Too often I have watched business owners stumble over solutions because they think “it can’t be that easy.” What they mean is that they don’t believe a powerful solution can be as simple or as obvious as it really is.
We live in a culture that glorifies hard work to an extent that makes us skeptical of the simple solution. We’ve grown up believing that if it isn’t hard to get, it’s not worth having and that if something is worth having it’s worth working hard to get it.
The point of beliefs like that is to give ourselves permission to keep moving towards our goals and find the courage to stick with the plan even when we encounter resistance. The point is NOT to create resistance where there is none.
When I was in high school, I took Philosophy in my senior year. It was a mandatory class and one that had been posed as the crowning jewel of our classical education; meant to equip us with the final sharpening of our minds as we set forth into the wide, wide, world.
I was the Valedictorian of my class and, still, essay after essay, exam after exam, I bombed Philosophy. And so did my classmates. Hard. Really hard.
For years we had been told that Philosophy was reserved only for seniors because it was so hard and complicated. Only the smartest of the smart girls did well.
We were so wrapped around the axle about needing to prove just how darn smart we were and how amazingly we could untangle even the most complicated of intellectual knots that we could not seem to find the end of the shoelace to undo the bow. In terms of that class, I don’t think that any of us could have poured water out of a glass if the instructions had been on the bottom…
For example, if we had been asked something as simple as “If 1+1=2, then 2-1=…?” we would have given outlandish answers that included square roots and negative numbers and equations to the nth power and all sorts of craziness.
We refused to accept that the answer was just 1.
It was too simple. We thought it was a trick, that it couldn’t be easy, so we always found a harder way of getting to the wrong answer.

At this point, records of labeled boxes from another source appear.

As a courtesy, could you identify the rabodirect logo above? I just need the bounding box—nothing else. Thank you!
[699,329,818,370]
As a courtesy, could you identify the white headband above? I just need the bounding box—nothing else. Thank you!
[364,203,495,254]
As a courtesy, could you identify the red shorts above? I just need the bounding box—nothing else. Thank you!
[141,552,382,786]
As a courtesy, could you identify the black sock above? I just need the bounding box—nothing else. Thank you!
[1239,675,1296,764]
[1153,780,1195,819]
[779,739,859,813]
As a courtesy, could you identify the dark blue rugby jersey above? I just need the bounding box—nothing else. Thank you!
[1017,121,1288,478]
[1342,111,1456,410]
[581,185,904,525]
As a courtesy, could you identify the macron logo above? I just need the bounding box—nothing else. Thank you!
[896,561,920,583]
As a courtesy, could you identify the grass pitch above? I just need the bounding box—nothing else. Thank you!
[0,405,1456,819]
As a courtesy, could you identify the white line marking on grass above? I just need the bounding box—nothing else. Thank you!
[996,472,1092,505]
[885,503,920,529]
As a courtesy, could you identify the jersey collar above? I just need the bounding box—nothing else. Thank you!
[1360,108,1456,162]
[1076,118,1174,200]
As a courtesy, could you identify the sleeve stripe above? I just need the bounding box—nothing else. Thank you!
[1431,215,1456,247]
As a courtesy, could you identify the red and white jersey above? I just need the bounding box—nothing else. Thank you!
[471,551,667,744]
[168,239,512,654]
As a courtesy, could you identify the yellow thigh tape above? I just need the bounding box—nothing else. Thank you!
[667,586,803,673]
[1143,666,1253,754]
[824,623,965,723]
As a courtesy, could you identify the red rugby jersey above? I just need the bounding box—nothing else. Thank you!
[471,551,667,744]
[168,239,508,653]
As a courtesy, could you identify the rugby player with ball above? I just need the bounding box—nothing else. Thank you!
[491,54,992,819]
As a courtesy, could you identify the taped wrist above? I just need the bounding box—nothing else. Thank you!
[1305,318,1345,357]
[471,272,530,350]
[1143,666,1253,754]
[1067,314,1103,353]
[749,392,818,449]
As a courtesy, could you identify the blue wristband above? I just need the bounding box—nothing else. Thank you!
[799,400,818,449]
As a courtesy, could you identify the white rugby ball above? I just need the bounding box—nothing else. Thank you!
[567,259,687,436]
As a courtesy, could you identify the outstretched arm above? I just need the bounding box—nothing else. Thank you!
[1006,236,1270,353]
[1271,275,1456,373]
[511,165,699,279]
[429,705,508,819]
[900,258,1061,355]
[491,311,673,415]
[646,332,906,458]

Of course, the problems weren’t mathematical, but the answers really were that obvious. We just complicated things unnecessarily because we thought that was how it was supposed to be.
You see, when we approach our businesses with the mindset that it’s going to be hard and complicated and that you’re not going to know what to do, that is exactly what you’ll experience: an uphill battle both ways full of overwhelm and confusion.
If, on the other hand, you’re always on the lookout for the simplest answer to get your problem solved, you’re much better off and already far closer to the solution than you might have imagined.
Don’t be fooled.
Where there is a simple solution staring you in the face, don’t be afraid to accept it as the answer. Because it’s still going to be plenty hard to put into action, I promise you!
Simple can be right. In Philosophy. In Business. Always keep an eye out for the simple solution.